The project, facilitated by state loans and federal tax breaks for hydrogen initiatives, is set to be undertaken by Clean Vision Corp., a California-based company that has formed a subsidiary named Clean-Seas West Virginia. The venture aims to construct a hydrogen manufacturing facility in Eastern Kanawha County, marking Clean-Seas’ first American operation. The project’s primary objective is to convert plastic waste, sourced from landfills and oceans, into clean fuels and hydrogen, thereby contributing to both environmental and economic improvements.
Clean Vision CEO, Dan Bates, expressed enthusiasm for the partnership with West Virginia and highlighted the state’s leadership and potential to address environmental and economic challenges. The Clean-Seas project is expected to involve a minimum investment of $50 million and create at least 40 full-time jobs. The company plans to commence operations by 2024, processing 100 tons of waste plastic per day initially and scaling up to 500 tons per day in the future.
West Virginia’s government has provided over $12 million in economic incentives, including forgivable loans, tax incentives, employment incentives, and tax credits, to support Clean-Seas’ initiative. Additionally, West Virginia will serve as Clean-Seas’ Atlantic hub within its Plastic Conversion Network (PCN), which sources waste plastics from developing nations for Clean-Seas’ facilities.

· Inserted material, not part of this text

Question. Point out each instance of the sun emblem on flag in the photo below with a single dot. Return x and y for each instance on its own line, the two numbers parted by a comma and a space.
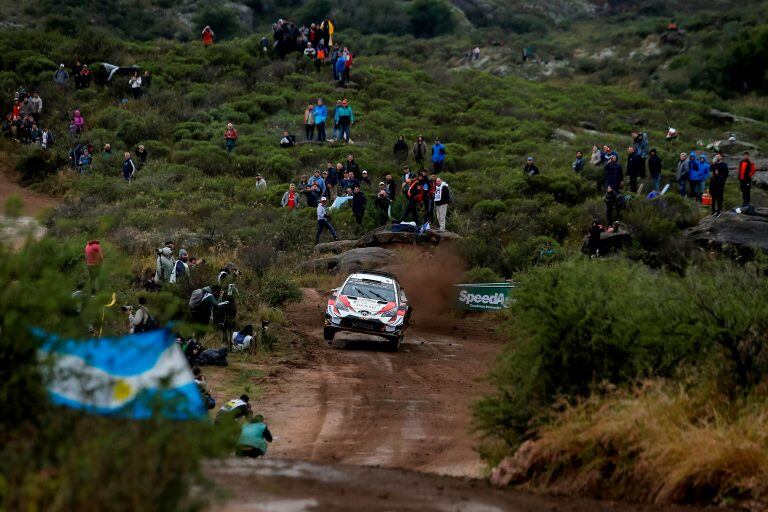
121, 390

The utilization of pyrolysis technology by Clean-Seas enables the breakdown of waste plastics that are not easily recyclable through traditional means. This process generates byproducts that can be converted into diesel fuels, industrial oils, and hydrogen. Importantly, the pyrolysis process produces no-to-low emissions, contributing to the project’s overall sustainability.

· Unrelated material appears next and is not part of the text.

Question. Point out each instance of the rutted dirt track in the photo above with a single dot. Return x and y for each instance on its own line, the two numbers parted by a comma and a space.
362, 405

Hydrogen, as a clean fuel, holds immense potential for various applications, including industrial production, heavy transportation, and energy fuel cells. West Virginia has actively pursued hydrogen projects, spurred by the passage of the Infrastructure Investment and Jobs Act and the Inflation Reduction Act. The state’s Hydrogen Hub Working Group, comprising state and federal elected leaders, submitted an application to the U.S. Department of Energy for a regional hydrogen hub, with specific language in the legislation emphasizing the placement of at least one hub in the Appalachian region.
The collaboration between Clean-Seas and West Virginia is another step forward in the state’s efforts to diversify its energy portfolio and stimulate economic growth. The establishment of a hydrogen manufacturing facility aligns with West Virginia’s access to natural gas supplies and existing infrastructure, creating opportunities for the manufacture of blue hydrogen and underground carbon emissions storage.

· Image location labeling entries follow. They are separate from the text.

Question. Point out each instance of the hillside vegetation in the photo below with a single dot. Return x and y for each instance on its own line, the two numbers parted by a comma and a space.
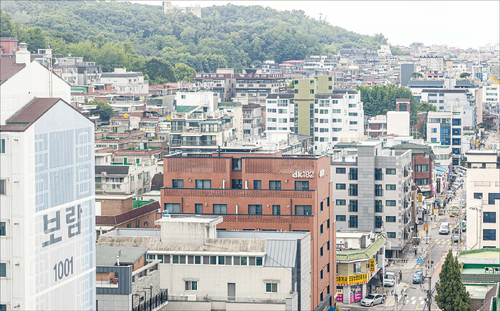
129, 34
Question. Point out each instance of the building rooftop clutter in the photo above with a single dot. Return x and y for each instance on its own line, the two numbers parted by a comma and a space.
118, 255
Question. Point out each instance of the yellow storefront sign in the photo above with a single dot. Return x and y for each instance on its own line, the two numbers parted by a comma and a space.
352, 279
372, 264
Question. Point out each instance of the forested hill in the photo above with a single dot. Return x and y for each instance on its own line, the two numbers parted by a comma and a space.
231, 35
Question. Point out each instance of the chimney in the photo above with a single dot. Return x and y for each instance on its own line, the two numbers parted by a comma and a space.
23, 56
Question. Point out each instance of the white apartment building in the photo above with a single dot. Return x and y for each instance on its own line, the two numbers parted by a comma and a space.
124, 82
447, 128
483, 199
206, 269
372, 192
47, 256
336, 115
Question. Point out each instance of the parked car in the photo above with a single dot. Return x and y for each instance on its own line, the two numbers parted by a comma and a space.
418, 277
390, 279
444, 228
372, 299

In addition to Clean-Seas’ project, discussions are underway for a potential hydrogen initiative at the Pleasants Power Plant near St. Marys. Energy Transition and Environmental Management, the plant’s owners, are exploring the possibility of purchasing the facility to produce hydrogen instead of generating electricity from coal.
The Inflation Reduction Act further supports clean hydrogen projects by including hydrogen as an allowable project for its investment tax credit program for clean energy initiatives. Eligible facilities can receive a percentage of the maximum tax credit in the first year of operation, based on specific criteria and the emissions produced by the project.
The economic benefits of the Clean-Seas project extend beyond immediate job creation. Governor Justice emphasizes that each job brings family security, opportunities for the future, and hope for future generations. The state’s commitment to economic development aligns with its vision for a prosperous and united West Virginia.